# Classic Hypothesis Testing

 Hypothesis testing is the cornerstone of evidence based decision making. The A/B testing framework is the most used statistical framework for making gradual but important changes in every aspect of today’s business. 


 An A/B test is an experiment where you test two variants, A and B, against each other to evaluate which one performs best in a randomized experiment. The two variants to be tested can be classified as control group, who are shown the current state of of a product or service, and exposed group, who are shown the testing product or service.
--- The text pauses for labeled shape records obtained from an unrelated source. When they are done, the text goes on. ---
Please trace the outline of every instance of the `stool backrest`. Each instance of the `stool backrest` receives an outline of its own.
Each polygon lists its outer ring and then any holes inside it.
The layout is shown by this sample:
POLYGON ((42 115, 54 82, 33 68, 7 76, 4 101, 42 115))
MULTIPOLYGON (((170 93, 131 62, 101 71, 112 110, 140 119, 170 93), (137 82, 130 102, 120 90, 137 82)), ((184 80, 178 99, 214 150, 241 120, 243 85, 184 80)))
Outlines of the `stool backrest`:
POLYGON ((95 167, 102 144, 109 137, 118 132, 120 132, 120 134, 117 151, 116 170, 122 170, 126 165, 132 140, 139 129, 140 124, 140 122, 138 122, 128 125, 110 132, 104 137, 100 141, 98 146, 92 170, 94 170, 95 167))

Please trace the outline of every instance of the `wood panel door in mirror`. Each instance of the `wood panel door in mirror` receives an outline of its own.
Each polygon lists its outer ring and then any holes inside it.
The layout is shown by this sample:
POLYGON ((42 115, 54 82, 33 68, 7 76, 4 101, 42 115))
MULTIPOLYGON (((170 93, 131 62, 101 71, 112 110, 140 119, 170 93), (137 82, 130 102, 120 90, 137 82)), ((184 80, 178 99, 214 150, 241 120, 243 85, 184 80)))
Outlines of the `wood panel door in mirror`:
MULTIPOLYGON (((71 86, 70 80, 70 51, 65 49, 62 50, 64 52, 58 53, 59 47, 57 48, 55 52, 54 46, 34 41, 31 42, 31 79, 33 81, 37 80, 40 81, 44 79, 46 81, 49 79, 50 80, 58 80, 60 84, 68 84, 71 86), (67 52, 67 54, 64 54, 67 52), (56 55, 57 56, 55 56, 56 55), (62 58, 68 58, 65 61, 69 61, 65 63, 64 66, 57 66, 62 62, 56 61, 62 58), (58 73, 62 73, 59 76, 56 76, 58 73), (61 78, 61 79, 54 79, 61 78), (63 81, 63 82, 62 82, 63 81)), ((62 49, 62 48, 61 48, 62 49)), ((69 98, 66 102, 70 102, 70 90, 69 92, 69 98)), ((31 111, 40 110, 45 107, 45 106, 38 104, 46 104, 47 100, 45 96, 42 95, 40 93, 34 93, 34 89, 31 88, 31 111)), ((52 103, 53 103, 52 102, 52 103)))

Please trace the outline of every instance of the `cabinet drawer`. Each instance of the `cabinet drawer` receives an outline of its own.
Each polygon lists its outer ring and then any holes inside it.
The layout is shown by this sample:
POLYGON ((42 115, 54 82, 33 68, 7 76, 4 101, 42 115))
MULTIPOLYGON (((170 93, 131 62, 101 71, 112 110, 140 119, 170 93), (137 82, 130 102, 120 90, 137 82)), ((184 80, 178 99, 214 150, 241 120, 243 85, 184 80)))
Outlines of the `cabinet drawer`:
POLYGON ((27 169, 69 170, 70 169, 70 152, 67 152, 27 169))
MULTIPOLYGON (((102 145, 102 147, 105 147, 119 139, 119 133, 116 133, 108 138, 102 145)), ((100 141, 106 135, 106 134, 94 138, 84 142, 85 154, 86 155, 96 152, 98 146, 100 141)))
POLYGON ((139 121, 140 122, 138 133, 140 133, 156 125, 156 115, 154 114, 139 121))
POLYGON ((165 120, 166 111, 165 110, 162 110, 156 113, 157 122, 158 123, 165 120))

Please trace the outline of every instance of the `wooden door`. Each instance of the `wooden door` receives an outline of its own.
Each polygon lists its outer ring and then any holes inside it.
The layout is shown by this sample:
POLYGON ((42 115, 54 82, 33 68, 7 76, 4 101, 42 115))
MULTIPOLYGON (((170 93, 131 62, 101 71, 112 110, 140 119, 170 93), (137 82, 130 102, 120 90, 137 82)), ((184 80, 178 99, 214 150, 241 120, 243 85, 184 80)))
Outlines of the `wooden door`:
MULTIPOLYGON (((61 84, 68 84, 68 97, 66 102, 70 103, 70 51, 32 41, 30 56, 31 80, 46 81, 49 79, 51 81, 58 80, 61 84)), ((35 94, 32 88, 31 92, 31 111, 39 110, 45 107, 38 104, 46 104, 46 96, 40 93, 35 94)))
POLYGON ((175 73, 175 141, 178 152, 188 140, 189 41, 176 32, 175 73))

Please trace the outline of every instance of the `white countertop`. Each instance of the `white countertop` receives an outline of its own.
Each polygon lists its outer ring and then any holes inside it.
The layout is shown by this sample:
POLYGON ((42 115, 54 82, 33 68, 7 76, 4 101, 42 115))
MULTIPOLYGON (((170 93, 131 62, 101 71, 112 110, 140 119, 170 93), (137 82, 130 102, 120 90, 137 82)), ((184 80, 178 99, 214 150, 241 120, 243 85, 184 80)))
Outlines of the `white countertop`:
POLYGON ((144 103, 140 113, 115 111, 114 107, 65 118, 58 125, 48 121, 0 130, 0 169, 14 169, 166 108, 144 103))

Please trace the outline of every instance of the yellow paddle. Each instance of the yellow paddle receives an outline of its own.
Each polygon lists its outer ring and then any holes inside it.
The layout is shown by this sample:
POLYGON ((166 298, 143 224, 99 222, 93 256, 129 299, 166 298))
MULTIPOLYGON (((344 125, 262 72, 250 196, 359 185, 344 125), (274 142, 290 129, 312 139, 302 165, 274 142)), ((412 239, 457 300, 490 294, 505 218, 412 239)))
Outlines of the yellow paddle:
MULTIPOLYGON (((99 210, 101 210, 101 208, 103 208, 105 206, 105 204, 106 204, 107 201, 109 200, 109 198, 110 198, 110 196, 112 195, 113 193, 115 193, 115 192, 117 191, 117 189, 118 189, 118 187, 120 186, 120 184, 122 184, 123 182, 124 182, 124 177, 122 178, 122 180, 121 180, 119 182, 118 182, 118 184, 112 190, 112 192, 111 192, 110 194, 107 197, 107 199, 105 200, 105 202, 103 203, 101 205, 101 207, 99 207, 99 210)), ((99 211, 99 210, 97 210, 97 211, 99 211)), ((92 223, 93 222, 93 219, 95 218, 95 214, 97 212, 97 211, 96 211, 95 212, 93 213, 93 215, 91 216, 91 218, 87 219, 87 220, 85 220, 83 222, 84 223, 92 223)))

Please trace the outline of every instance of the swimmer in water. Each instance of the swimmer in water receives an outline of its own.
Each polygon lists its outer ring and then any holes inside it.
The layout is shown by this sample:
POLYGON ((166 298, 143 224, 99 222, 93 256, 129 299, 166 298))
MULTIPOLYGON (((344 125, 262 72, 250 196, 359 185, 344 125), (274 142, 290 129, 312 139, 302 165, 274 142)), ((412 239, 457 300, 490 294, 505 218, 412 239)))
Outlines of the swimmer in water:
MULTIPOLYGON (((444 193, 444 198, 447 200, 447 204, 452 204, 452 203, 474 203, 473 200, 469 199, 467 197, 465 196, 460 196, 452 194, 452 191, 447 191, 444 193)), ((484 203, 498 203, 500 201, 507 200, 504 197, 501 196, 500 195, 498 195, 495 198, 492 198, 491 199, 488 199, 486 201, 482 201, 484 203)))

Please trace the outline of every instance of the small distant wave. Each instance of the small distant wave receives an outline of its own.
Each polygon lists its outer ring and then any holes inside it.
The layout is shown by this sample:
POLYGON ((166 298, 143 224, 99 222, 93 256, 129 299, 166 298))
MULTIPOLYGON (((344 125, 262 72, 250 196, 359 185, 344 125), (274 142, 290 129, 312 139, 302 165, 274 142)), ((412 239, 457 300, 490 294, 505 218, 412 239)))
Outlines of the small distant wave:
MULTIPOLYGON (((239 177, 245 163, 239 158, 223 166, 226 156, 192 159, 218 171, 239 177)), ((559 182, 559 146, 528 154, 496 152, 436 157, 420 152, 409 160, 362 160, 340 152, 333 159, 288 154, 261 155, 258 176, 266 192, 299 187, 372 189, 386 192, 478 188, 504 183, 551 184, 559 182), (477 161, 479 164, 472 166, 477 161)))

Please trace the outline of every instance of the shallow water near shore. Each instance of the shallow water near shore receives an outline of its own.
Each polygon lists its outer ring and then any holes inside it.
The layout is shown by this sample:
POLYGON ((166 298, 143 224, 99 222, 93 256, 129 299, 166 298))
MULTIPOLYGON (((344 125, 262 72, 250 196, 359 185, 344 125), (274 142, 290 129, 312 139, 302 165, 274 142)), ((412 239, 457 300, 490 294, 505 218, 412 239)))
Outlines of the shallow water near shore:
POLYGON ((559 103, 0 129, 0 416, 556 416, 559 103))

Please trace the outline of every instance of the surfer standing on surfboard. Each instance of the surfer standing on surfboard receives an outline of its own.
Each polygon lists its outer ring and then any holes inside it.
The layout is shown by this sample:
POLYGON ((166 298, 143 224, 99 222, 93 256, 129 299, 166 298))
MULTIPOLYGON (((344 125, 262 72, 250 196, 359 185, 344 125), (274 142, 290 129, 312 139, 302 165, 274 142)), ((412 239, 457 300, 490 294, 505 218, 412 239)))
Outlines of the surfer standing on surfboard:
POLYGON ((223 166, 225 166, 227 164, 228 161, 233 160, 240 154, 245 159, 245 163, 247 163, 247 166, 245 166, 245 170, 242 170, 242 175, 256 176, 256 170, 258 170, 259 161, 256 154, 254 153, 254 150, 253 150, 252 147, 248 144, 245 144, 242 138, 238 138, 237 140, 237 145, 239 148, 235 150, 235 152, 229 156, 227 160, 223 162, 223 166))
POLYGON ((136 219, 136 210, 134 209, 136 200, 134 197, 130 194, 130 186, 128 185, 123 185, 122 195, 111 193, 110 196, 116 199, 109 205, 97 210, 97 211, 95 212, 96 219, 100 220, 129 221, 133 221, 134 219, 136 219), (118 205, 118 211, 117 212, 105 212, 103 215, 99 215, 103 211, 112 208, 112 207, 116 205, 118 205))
 A/B testing involves randomly selecting users and showing one set the control and the other the treatment. The conversion rates for each group is then monitored to determine which one is better. Randomness in A/B testing is key to isolate the impact of the change made and to reduce the potential impact of confounding variables.

**Case Overview**:

SmartAd is a mobile first advertiser agency. 

The company provides an additional service called Brand Impact Optimiser (BIO), a lightweight questionnaire, served with every campaign to determine the impact of the ad they design.

The task at hand is to design a reliable hypothesis testing algorithm for the BIO service and determine whether the recent advertising campaign resulted in a significant lift in brand awareness.

**Data**:

The BIO data for this project is a “Yes” and “No” response of online users to the following question:


`Q: Do you know the brand Lux?`

      Yes
      No

The data has the following columns:
 **auction_id**,  **experiment**, **date**, **hour**, **device_make**, **platform_os**, **browser**, **yes**, **no**.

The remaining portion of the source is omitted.